A Dangerous Woman
1993, R, 102 min. Directed by Stephen Gyllenhaal. Starring Debra Winger, Barbara Hershey, Gabriel Byrne, Chloe Webb, Jan Hooks, David Strathairn, Laurie Metcalf.
REVIEWED By Marc Savlov, Fri., Dec. 3, 1993
Gyllenhaal's film feels like a lost Tennessee Williams play -- it's chock-full of repressed hostilities, illicit sex, mental impairment, alcohol and sprawling old houses. Martha Horgan (Winger) is a damaged woman, slightly impaired mentally, and living alone in the guest house of her Aunt Frances (Hershey) amongst the citrus orchards of Southern California. Frances is no stranger to pain herself, locked as she is in a one-way affair with a local politician. Into both their lives comes Mackey (Byrne), a nomadic handyman who shows up to rebuild the porch of their house, destroyed in the opening moments of the film by the politician's drunken, jealous wife (Metcalf, of TV's Roseanne). When Martha is fired from her job at a dry cleaners for a theft she didn't commit, she retreats back to the place she knows best, her tiny guest house with its sparse furnishings and homey, comfortable feel. Mackey, meanwhile, spends his days fixing the porch and his nights getting drunk in local bars. One night, in a half-drunken stupor, he makes love to a willing, virginal Martha, who instantly falls for his bearish, unkempt charm. Aunt Frances is oblivious to this one-sided romance, plagued as she is with her own romantic problems.
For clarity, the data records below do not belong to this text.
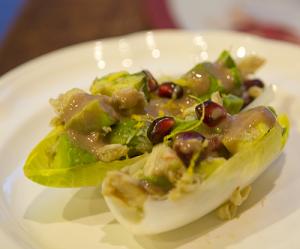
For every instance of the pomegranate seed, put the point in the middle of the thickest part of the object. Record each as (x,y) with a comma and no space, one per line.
(186,144)
(159,128)
(254,82)
(213,113)
(247,98)
(170,90)
(152,84)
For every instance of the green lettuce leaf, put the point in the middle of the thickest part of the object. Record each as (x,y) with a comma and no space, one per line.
(237,172)
(56,162)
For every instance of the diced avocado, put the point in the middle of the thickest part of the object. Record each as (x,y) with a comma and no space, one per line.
(133,134)
(123,132)
(227,61)
(247,127)
(68,154)
(92,117)
(111,83)
(233,104)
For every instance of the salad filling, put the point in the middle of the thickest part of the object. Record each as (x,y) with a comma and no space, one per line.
(158,140)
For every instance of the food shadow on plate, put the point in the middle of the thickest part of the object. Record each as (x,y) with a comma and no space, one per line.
(206,225)
(85,206)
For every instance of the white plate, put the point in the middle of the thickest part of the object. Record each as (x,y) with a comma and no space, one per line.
(32,216)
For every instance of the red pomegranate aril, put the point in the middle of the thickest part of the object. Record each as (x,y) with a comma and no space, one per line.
(213,113)
(254,82)
(170,90)
(159,128)
(152,84)
(247,98)
(186,144)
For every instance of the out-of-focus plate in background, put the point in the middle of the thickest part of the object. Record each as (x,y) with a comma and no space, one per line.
(33,216)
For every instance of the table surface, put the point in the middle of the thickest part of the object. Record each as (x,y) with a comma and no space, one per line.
(44,26)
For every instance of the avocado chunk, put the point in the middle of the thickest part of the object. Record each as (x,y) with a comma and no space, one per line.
(233,104)
(67,153)
(94,116)
(133,134)
(112,83)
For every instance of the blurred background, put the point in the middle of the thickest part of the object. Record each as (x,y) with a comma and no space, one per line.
(29,28)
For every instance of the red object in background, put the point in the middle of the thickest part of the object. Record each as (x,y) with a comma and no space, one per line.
(159,14)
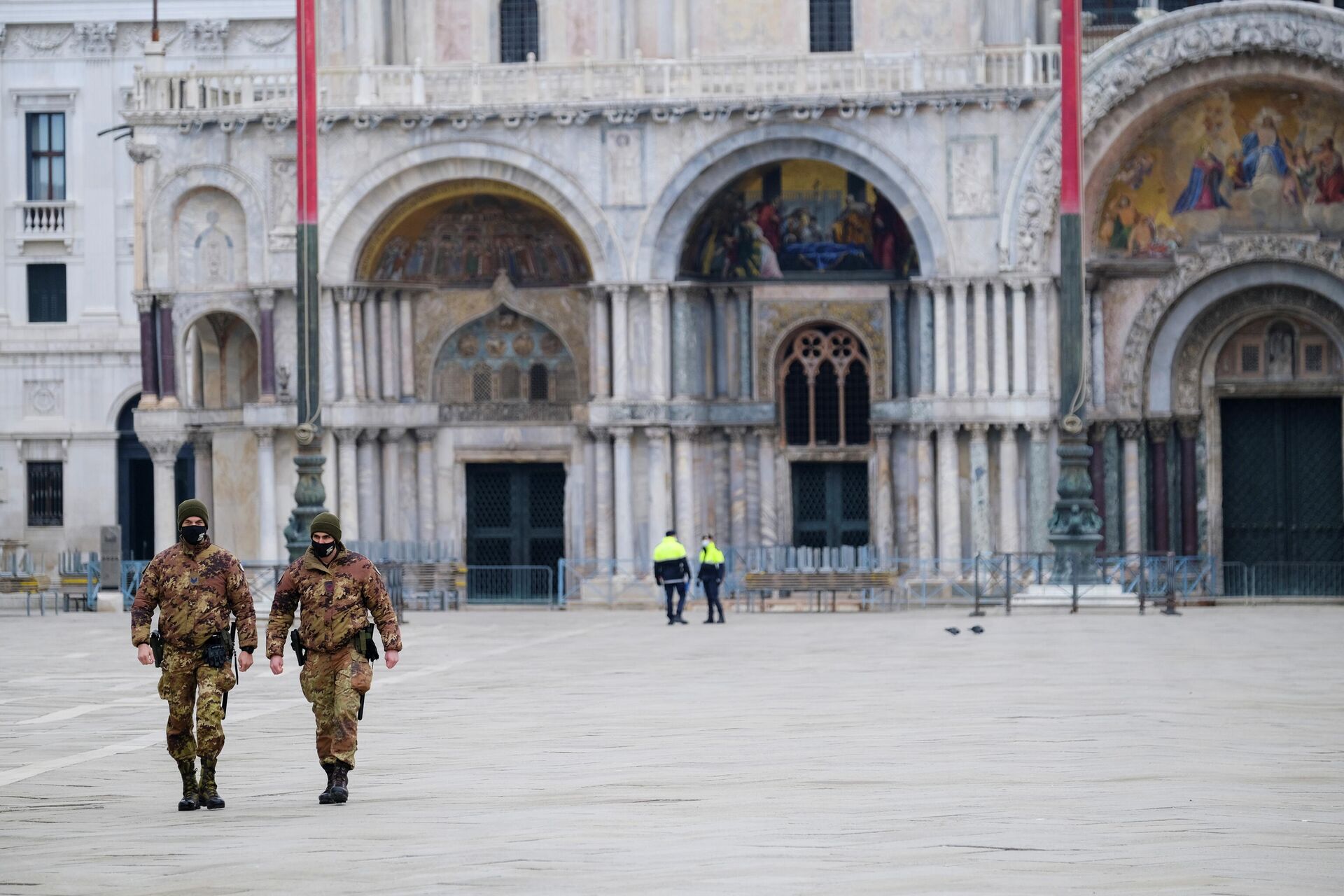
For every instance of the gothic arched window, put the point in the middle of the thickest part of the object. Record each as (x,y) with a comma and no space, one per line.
(518,30)
(824,388)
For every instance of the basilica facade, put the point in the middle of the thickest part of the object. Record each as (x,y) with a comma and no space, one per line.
(781,272)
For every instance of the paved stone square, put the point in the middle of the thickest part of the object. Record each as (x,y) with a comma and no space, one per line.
(598,751)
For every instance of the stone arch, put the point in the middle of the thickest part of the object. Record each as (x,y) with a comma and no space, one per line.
(671,216)
(366,202)
(1126,65)
(163,219)
(1200,280)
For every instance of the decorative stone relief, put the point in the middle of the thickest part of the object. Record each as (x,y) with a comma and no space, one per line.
(43,398)
(96,38)
(1194,266)
(972,171)
(1142,55)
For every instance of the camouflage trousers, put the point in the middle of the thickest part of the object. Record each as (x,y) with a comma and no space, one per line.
(191,687)
(332,682)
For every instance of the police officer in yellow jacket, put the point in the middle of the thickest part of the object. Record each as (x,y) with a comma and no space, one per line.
(672,573)
(711,574)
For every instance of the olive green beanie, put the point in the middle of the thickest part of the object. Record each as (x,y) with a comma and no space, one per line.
(328,523)
(191,507)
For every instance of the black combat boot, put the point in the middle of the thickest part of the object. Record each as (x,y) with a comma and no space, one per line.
(190,793)
(326,797)
(210,797)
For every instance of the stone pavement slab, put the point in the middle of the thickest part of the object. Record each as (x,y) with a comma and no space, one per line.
(606,752)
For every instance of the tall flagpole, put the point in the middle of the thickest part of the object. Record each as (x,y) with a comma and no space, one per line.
(309,495)
(1075,526)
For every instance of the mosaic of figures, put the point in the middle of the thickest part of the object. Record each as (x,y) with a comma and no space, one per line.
(1245,160)
(796,219)
(470,239)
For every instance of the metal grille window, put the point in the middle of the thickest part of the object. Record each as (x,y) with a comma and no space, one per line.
(46,156)
(824,388)
(831,26)
(46,493)
(46,293)
(518,31)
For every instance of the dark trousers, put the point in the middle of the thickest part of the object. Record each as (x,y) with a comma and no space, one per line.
(711,596)
(680,589)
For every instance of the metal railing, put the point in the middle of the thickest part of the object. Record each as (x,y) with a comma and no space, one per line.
(662,83)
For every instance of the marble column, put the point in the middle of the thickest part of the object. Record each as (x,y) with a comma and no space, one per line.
(1158,431)
(1019,337)
(601,311)
(766,438)
(981,531)
(738,486)
(720,296)
(941,368)
(358,358)
(407,320)
(949,495)
(960,337)
(346,346)
(1097,470)
(659,359)
(267,535)
(605,546)
(624,500)
(267,308)
(1009,527)
(660,486)
(347,480)
(372,372)
(387,346)
(1043,296)
(425,482)
(745,378)
(393,516)
(163,454)
(925,510)
(1000,326)
(981,311)
(620,343)
(883,531)
(148,351)
(369,484)
(167,354)
(1189,430)
(683,476)
(1129,434)
(202,445)
(1040,500)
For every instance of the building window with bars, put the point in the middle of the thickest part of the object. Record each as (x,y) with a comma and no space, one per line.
(46,493)
(831,26)
(46,156)
(46,293)
(518,31)
(824,390)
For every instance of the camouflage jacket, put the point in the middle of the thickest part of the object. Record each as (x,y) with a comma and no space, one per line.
(195,589)
(334,603)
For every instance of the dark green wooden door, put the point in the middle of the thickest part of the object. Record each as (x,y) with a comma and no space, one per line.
(830,504)
(1282,480)
(515,517)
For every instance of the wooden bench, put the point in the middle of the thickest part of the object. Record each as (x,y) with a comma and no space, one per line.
(818,583)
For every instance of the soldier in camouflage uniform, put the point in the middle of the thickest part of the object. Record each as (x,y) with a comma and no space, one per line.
(334,592)
(195,586)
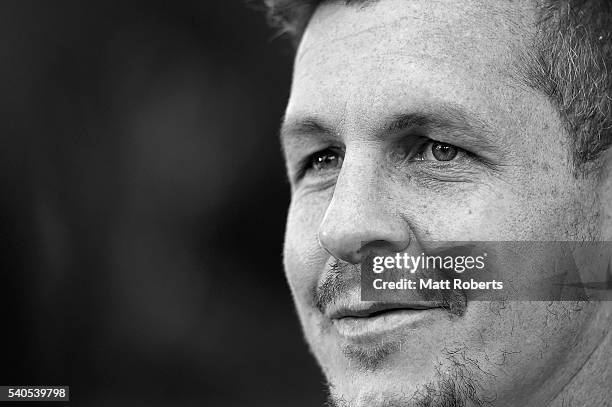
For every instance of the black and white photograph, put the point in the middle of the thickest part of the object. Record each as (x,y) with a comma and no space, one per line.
(306,203)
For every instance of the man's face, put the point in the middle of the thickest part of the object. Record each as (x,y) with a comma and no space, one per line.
(407,124)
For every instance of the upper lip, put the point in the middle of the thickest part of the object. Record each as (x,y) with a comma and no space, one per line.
(372,309)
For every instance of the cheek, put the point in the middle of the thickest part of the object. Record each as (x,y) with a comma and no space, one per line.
(304,259)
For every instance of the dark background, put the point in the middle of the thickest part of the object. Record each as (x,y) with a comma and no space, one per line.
(143,205)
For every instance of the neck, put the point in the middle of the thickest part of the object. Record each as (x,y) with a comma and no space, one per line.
(590,385)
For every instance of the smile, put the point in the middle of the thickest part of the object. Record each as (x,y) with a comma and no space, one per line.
(380,321)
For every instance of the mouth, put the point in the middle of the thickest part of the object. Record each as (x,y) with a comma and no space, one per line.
(367,321)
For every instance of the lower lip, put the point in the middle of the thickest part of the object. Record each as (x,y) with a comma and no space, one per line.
(372,328)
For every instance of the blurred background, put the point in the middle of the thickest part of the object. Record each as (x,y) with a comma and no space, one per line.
(143,205)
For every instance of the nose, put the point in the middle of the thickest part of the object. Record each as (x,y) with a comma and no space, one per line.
(361,215)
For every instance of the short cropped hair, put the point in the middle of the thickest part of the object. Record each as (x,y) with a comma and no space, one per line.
(570,61)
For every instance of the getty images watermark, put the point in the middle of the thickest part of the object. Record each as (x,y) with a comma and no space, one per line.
(535,271)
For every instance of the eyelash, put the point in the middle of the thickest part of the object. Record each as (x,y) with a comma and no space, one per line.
(417,154)
(309,162)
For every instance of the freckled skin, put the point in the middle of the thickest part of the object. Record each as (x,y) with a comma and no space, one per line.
(355,66)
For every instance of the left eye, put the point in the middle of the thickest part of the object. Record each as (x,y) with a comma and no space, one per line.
(437,151)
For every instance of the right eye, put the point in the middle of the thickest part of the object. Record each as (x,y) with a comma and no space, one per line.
(324,160)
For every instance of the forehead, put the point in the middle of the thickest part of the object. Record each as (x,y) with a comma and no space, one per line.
(356,60)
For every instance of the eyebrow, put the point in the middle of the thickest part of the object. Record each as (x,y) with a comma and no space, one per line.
(448,118)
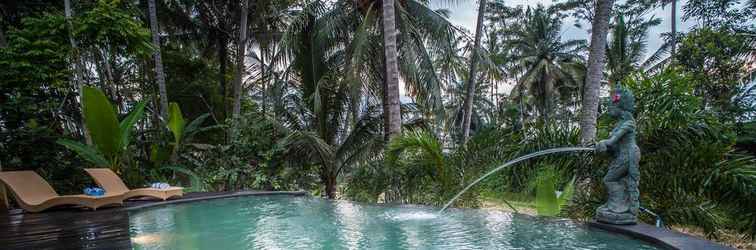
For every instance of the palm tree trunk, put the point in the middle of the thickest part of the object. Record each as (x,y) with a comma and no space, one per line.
(596,58)
(240,59)
(159,74)
(78,67)
(3,42)
(222,56)
(473,72)
(391,113)
(329,180)
(4,204)
(674,29)
(264,80)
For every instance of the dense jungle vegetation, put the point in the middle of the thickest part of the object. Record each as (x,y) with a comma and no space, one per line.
(333,97)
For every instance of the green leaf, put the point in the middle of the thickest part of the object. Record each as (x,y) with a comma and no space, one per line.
(128,123)
(176,122)
(193,177)
(86,152)
(546,199)
(101,122)
(567,193)
(194,126)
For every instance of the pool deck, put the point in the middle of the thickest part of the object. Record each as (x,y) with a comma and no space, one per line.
(660,236)
(73,228)
(108,228)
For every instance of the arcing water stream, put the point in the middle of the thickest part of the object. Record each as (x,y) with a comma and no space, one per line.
(512,162)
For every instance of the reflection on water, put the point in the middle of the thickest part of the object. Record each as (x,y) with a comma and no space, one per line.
(280,222)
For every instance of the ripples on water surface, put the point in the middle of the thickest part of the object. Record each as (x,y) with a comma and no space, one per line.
(285,222)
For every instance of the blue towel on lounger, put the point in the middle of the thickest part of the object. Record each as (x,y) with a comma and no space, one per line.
(160,185)
(94,191)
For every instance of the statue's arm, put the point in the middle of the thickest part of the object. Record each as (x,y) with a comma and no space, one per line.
(604,145)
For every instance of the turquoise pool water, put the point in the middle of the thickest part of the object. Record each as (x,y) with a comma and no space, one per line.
(286,222)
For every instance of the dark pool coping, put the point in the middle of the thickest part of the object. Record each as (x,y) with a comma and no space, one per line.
(661,237)
(213,197)
(76,228)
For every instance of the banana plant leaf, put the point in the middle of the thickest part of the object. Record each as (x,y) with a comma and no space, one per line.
(127,124)
(546,197)
(101,122)
(176,122)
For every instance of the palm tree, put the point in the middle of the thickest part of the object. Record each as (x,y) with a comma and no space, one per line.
(159,74)
(596,59)
(392,115)
(550,64)
(473,72)
(77,65)
(355,27)
(628,45)
(242,45)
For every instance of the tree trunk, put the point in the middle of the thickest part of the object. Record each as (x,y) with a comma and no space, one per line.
(159,74)
(674,29)
(222,56)
(3,42)
(391,112)
(264,80)
(330,185)
(596,58)
(78,67)
(240,59)
(4,204)
(473,72)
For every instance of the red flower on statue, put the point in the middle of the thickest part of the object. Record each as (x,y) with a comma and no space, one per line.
(615,98)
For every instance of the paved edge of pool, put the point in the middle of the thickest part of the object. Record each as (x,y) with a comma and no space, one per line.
(213,197)
(660,237)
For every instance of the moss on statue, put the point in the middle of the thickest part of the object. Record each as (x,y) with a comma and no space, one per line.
(622,177)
None of the three have any idea of the slowly mounting tragedy they are setting themselves up for, really, and by the end of the film, the walls have come down and the unspeakable has already occurred. A Dangerous Woman is an odd film -- half Southern Gothic, half silly melodrama -- that never manages to fall flat on its face despite numerous warning signs to the contrary. Much of the film's charismatic solidity comes from its three leads, who turn in excellent, finely nuanced performances with nary a flawamong them. Winger's Martha, in particular, is a triumph, managing to be simultaneously pathetic and amazingly courageous; she clings to the truth like a drowning swimmer in a hurricane. The deceit and lies that surround her every day are no match for her childlike inner strength. Both Winger and Hershey have previously been called “thinking men's beauties” (or things to that effect), and it's easy to see why: both women exude passionate intellect like pheromones. If Gyllenhaal's film seems a bit melodramatic at points, a bit overwrought, it's a fairly easy sin to absolve in the face of the sheer talent before you.